Recipe 1.16 Save My Queries in a Table for Better Programmatic Access and Security

1.16.1 Problem

Your application uses a lot of queries, and you don't want these queries available or even visible to the users of your application. Also, you call your queries from VBA code. How can you hide the queries from users and make them easier to retrieve, modify, and execute?

1.16.2 Solution

You can create a query-management table that stores the SQL string of your queries in a memo field. Each query is named and includes a description. This technique allows you to store your queries in a table rather than in the Access collection of queries. You can also create a simple VBA function that you can use to quickly retrieve the SQL string of any of your saved queries.

Open and run frmSavedQueries from 01-16.MDB. After a few moments of processing, the form shown in Figure 1-44 should appear. This form is based on the tblQueryDefs table, which stores a record for each query you save. To add a new query to the table, add a new record and enter the SQL statement in the SQL Text control. You may find it easier to copy the SQL from an existing query (see Step 2 for more details). Type in a name and description.
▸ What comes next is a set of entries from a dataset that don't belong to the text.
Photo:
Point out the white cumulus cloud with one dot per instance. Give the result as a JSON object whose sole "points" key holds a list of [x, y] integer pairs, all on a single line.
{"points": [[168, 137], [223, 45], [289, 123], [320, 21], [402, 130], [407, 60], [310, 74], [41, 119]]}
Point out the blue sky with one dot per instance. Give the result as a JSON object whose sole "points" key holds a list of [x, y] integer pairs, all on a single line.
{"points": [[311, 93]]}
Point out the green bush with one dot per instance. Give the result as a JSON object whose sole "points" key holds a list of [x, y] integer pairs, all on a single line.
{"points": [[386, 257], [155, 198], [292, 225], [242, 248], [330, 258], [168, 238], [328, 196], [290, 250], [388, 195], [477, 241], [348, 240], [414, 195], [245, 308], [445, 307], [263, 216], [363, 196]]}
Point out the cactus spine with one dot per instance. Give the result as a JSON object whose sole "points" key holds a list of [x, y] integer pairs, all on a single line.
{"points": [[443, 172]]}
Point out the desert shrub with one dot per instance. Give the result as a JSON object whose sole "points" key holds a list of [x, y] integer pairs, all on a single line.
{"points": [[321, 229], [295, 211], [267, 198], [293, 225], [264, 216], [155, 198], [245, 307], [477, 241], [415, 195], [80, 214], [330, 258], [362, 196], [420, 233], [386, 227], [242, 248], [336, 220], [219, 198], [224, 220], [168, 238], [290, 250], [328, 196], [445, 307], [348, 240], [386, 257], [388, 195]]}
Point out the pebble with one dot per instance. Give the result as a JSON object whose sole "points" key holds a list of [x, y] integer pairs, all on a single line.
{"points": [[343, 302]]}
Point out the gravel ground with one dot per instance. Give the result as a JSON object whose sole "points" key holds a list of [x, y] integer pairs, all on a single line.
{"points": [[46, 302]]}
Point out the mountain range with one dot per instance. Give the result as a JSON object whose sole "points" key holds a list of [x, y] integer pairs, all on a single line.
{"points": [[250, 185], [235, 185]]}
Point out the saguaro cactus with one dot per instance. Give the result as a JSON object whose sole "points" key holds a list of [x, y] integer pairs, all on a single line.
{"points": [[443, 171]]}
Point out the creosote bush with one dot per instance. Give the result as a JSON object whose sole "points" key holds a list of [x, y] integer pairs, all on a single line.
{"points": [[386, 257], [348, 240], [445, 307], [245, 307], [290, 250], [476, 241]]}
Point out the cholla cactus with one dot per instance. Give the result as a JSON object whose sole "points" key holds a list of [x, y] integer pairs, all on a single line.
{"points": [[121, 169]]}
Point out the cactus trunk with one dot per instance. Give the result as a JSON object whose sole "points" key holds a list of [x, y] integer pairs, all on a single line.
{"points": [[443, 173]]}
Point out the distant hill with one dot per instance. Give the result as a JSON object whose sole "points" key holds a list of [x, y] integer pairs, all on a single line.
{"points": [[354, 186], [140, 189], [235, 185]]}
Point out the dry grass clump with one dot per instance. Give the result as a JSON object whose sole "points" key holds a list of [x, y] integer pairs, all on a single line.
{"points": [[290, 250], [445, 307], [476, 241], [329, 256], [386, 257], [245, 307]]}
Notice that creation and modification times are automatically updated.

Figure 1-44. The saved queries form, frmSavedQueries

To use a saved query in your code, search the tblQueryDefs table for the name of a query and get the value from the SQLText field. To use this technique in your application, follow these steps:

  1. Import the tblQueryDefs table, the frmSavedQueries form, and the basSavedQueries module from 01-16.MDB into your database.

  2. To add a query to the tblQueryDefs table using the frmSavedQueries form, design and test the query using the Access query designer. Then, from query design view, select View SQL. When the query's SQL string is displayed, highlight it and copy it to the clipboard. Next, add a new record in the frmSavedQueries form and paste the SQL string into the SQLText text box. Type in a name and description.
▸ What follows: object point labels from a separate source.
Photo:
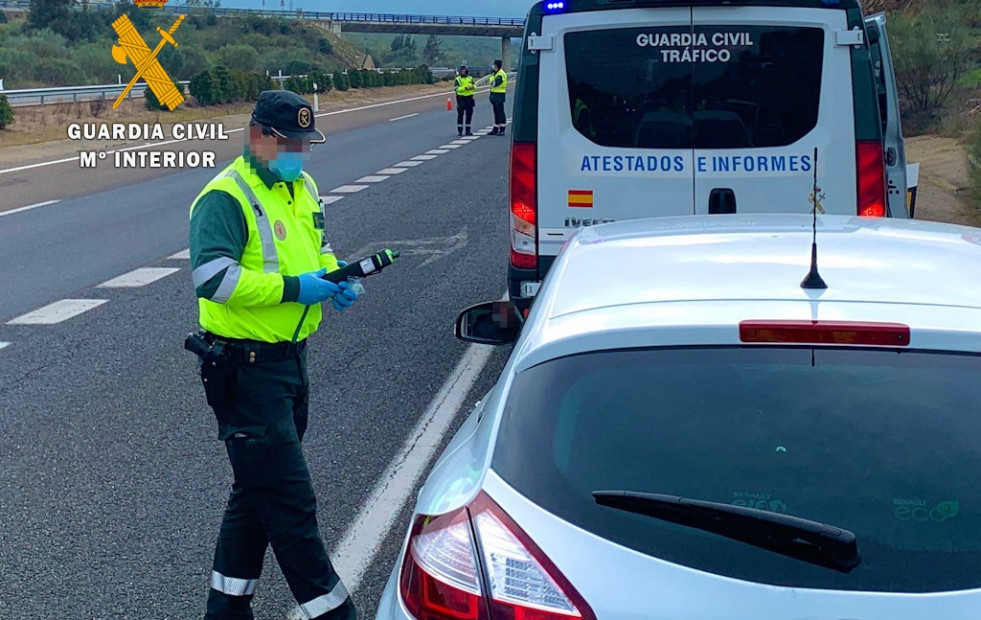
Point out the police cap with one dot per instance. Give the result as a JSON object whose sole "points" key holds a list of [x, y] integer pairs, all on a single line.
{"points": [[287, 115]]}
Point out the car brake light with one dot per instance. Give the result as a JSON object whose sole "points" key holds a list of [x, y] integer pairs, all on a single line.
{"points": [[524, 205], [441, 575], [871, 179], [825, 332]]}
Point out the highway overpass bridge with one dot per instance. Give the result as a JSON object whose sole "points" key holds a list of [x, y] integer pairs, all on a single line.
{"points": [[504, 28]]}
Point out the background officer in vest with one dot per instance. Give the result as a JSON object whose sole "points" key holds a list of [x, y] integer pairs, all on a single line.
{"points": [[499, 89], [257, 250], [465, 90]]}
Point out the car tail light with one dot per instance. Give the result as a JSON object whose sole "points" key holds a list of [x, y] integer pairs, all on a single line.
{"points": [[825, 332], [871, 179], [443, 579], [524, 205]]}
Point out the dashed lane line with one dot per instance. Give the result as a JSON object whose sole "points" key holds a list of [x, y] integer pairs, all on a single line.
{"points": [[399, 118], [29, 207], [139, 277], [57, 312], [348, 189]]}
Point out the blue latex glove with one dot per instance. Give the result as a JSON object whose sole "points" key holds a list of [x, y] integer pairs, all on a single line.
{"points": [[314, 290], [346, 298]]}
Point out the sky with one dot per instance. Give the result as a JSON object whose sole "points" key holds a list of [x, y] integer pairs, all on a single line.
{"points": [[468, 8]]}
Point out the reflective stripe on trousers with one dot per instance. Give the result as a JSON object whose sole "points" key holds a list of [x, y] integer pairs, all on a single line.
{"points": [[324, 603], [232, 586]]}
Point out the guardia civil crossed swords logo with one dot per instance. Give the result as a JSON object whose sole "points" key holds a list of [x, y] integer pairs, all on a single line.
{"points": [[132, 48]]}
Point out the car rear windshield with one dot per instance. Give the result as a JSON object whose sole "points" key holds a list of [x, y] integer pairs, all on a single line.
{"points": [[711, 87], [884, 444]]}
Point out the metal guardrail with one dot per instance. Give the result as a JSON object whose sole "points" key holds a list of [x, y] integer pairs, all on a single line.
{"points": [[333, 16], [74, 94]]}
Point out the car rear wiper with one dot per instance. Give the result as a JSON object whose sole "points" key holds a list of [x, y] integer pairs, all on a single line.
{"points": [[802, 539]]}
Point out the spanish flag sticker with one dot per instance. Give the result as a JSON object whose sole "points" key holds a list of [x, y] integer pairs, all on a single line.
{"points": [[581, 198]]}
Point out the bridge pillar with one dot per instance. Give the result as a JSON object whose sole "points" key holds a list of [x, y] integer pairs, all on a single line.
{"points": [[506, 53]]}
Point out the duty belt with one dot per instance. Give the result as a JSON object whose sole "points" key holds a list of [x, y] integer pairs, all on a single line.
{"points": [[254, 351]]}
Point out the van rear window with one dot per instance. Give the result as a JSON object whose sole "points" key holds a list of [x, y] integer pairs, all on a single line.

  3. To get the SQL string of a saved query, use the acbGetSavedQuerySQL function, located in the basSavedQueries module. The syntax for this function is:

    strSQL = acbGetSavedQuerySQL("queryname")
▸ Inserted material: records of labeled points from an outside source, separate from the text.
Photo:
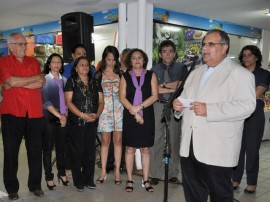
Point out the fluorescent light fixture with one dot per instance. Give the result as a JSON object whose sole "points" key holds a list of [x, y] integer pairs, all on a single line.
{"points": [[266, 12], [171, 28]]}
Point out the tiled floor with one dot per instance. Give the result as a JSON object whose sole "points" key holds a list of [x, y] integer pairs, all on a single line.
{"points": [[109, 192]]}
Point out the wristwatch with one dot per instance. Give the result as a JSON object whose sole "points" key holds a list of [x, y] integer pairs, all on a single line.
{"points": [[164, 84]]}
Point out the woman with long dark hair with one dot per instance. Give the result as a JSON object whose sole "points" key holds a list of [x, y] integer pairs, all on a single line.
{"points": [[84, 99], [111, 119], [55, 117], [251, 58]]}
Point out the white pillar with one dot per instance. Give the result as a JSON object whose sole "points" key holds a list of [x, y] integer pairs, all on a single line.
{"points": [[141, 14], [122, 42], [149, 34]]}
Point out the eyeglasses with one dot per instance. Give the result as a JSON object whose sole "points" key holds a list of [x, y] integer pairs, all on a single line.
{"points": [[212, 44], [20, 44], [167, 51]]}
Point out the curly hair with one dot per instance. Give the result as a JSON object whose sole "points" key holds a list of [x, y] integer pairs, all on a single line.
{"points": [[48, 62], [73, 72], [128, 60]]}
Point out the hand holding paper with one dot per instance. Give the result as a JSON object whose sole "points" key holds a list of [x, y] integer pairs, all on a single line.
{"points": [[186, 102]]}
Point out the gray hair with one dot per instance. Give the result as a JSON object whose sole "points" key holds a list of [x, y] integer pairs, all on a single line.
{"points": [[11, 36]]}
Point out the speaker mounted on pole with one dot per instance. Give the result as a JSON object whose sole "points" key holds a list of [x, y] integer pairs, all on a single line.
{"points": [[77, 28]]}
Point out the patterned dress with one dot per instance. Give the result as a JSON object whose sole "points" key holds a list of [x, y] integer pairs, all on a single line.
{"points": [[111, 118]]}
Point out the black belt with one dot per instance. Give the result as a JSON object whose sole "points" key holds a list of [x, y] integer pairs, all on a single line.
{"points": [[163, 101]]}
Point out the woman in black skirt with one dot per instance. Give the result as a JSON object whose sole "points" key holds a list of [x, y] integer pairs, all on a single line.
{"points": [[251, 58], [138, 92]]}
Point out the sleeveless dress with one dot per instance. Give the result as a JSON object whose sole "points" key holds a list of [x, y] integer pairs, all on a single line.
{"points": [[111, 118], [135, 134]]}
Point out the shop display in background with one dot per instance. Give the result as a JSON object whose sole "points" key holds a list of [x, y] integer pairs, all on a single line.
{"points": [[187, 40]]}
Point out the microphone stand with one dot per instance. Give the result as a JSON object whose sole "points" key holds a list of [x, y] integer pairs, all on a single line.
{"points": [[166, 116]]}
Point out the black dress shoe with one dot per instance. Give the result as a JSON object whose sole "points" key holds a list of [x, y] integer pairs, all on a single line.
{"points": [[79, 188], [174, 180], [154, 181], [38, 193], [249, 191], [13, 196]]}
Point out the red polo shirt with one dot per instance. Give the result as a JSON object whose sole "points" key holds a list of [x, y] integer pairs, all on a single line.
{"points": [[19, 101]]}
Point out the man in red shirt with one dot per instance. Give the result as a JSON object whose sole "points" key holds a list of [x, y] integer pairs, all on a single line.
{"points": [[22, 114]]}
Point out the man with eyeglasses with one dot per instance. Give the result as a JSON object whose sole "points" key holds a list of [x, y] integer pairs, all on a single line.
{"points": [[168, 74], [22, 114], [224, 96]]}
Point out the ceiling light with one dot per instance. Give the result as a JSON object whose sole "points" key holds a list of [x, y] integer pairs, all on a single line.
{"points": [[266, 12]]}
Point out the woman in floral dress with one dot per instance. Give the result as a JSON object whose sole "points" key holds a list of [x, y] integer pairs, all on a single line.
{"points": [[110, 121]]}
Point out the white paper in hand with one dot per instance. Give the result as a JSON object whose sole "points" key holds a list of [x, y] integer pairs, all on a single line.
{"points": [[186, 102]]}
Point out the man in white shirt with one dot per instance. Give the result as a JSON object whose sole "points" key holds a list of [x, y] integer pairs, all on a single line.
{"points": [[212, 127]]}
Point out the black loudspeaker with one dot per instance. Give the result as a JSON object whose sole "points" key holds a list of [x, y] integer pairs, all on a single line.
{"points": [[77, 28]]}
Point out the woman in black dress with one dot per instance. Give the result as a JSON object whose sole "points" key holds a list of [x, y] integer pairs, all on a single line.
{"points": [[84, 99], [55, 117], [250, 57], [138, 92]]}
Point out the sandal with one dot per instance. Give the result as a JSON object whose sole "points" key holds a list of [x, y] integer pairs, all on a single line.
{"points": [[148, 188], [129, 188]]}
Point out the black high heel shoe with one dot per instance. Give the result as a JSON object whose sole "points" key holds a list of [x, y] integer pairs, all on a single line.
{"points": [[51, 187], [65, 183], [100, 181], [148, 188]]}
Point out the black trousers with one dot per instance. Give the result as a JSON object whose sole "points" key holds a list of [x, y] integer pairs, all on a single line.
{"points": [[67, 153], [13, 130], [83, 153], [200, 179], [110, 161], [53, 135], [251, 142]]}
    where strSQL is the string variable in which you want to store the query's SQL string and queryname is the name of the saved query you want to retrieve.

1.16.3 Discussion

The core of this technique is a simple function that retrieves a value from the tblQueryDefs table. The function uses the Seek method to find the supplied value and, if it finds a match, returns the record's SQLText field value.

Public Function acbGetSavedQuerySQL(strName As String) As String
   ' Returns a SQL string from tblQueryDefs
   ' In  : strName - name of query to retrieve
   ' Out : SQL string
   Dim db As DAO.Database
   Dim rst As DAO.Recordset

   Set db = CurrentDb( )
   Set rst = db.OpenRecordset("tblQueryDefs")
   rst.Index = "PrimaryKey"
   rst.Seek "=", strName
   If Not rst.NoMatch Then
      acbGetSavedQuerySQL = rst!SQLText
   End If

   Set rst = Nothing
   Set db = Nothing
End Function

(If you import this module into an Access 2000 or later database, make sure to use the Tools References menu item to add a reference to the Microsoft DAO type library. The code uses DAO objects, and later versions of Access don't reference this library by default.) By extending this technique, you can create a replacement for saved queries in Access. Because you have full programmatic access to each query, you can load, modify, execute, and save queries at will without having to open QueryDef objects. Additionally, because you can store the queries table in a library database, you can completely remove a user's access to saved queries except through your code. One drawback of this technique is that you cannot base forms or reports on queries saved in tblQueryDefs without using some VBA code. However, this drawback is easily overcome by writing a function that retrieves a saved query's SQL string from tblQueryDefs and assigns the value to the form or report's RecordSource property before the form or report is run.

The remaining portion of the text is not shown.